When used simultaneously with Femoston 1/10:

• carbamazepine, phenobarbital, phenytoin (anticonvulsants), rifabutin, nevirapine, rifampicin, efavirenz (antimicrobials), St. John's wort, ritonavir, nelfinavir: increase the metabolism of the active components of the drug, which may result in a decrease in its therapeutic effect and a change in the intensity of vaginal bleeding ;
• tacrolimus, cyclosporine, theophylline, fentanyl: can significantly increase their plasma concentration levels.

Femoston reviews 1/10

Reviews of Femoston 1/10 are controversial. Many women give the drug a positive assessment. They indicate its fairly high effectiveness when used to relieve symptoms of menopause. Some of them, comparing mild, infrequent hot flashes during the use of Femoston 1/10 with a state of complete discomfort (severe hot flashes) after discontinuation of the drug, decide to resume HRT. After 5–8 years of use of combined hormonal therapy, rare and minor side effects, improved quality of life, and general well-being are reported.

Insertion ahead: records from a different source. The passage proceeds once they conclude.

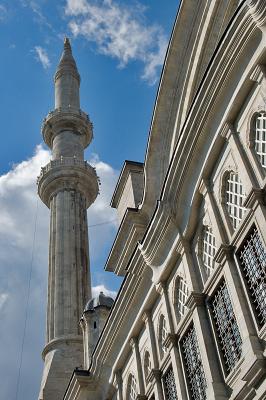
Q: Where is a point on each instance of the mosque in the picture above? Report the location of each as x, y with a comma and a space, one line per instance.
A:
189, 321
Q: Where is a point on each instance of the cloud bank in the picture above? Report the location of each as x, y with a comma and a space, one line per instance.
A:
42, 56
18, 205
119, 31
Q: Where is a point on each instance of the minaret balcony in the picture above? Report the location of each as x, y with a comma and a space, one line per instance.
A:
68, 173
67, 119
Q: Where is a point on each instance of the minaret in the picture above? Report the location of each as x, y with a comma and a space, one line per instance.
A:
68, 185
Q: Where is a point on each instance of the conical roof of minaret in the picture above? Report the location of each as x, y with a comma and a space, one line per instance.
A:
67, 62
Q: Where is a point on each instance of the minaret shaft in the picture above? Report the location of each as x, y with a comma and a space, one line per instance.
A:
69, 280
68, 185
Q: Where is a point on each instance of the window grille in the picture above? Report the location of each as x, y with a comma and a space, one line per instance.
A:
169, 385
162, 336
182, 296
132, 388
147, 365
208, 249
228, 334
252, 258
260, 138
193, 365
235, 197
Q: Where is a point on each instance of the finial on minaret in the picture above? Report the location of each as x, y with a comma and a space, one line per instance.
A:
67, 79
67, 45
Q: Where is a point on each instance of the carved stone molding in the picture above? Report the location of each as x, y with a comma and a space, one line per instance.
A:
258, 73
171, 340
155, 374
256, 195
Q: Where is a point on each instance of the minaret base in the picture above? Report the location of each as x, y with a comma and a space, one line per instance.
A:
61, 357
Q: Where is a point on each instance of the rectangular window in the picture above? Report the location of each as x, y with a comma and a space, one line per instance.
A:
252, 260
169, 385
228, 334
193, 365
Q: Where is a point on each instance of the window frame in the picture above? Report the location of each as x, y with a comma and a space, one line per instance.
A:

Negative reviews come from those for whom the drug did not help; they justify their assessment by the lack of the desired clinical result, the development of severe side effects, severe edema, and a significant increase in body weight.

All women consider the disadvantages of Femoston 1/10 to be the high cost of the tablets.

Reviews from doctors, based on the results of clinical studies, indicate the high therapeutic effectiveness of the drug and its good tolerability.

Analogs

The drug has analogues; they can be used if it is impossible to prescribe the original medication.

The most effective substitutes:

• Klimonorm is available in the form of tablets for oral administration, contains 2 hormonal components and can be prescribed to eliminate the symptoms of menopause. The drug is taken in long and short courses, depending on the severity of the manifestations.

  

• Kliogest also contains 2 hormonal ingredients. The product is available in tablet form, helps eliminate the symptoms of menopause and prevents complications from the reproductive system.

Substitutes are selected only by a doctor after a preliminary examination.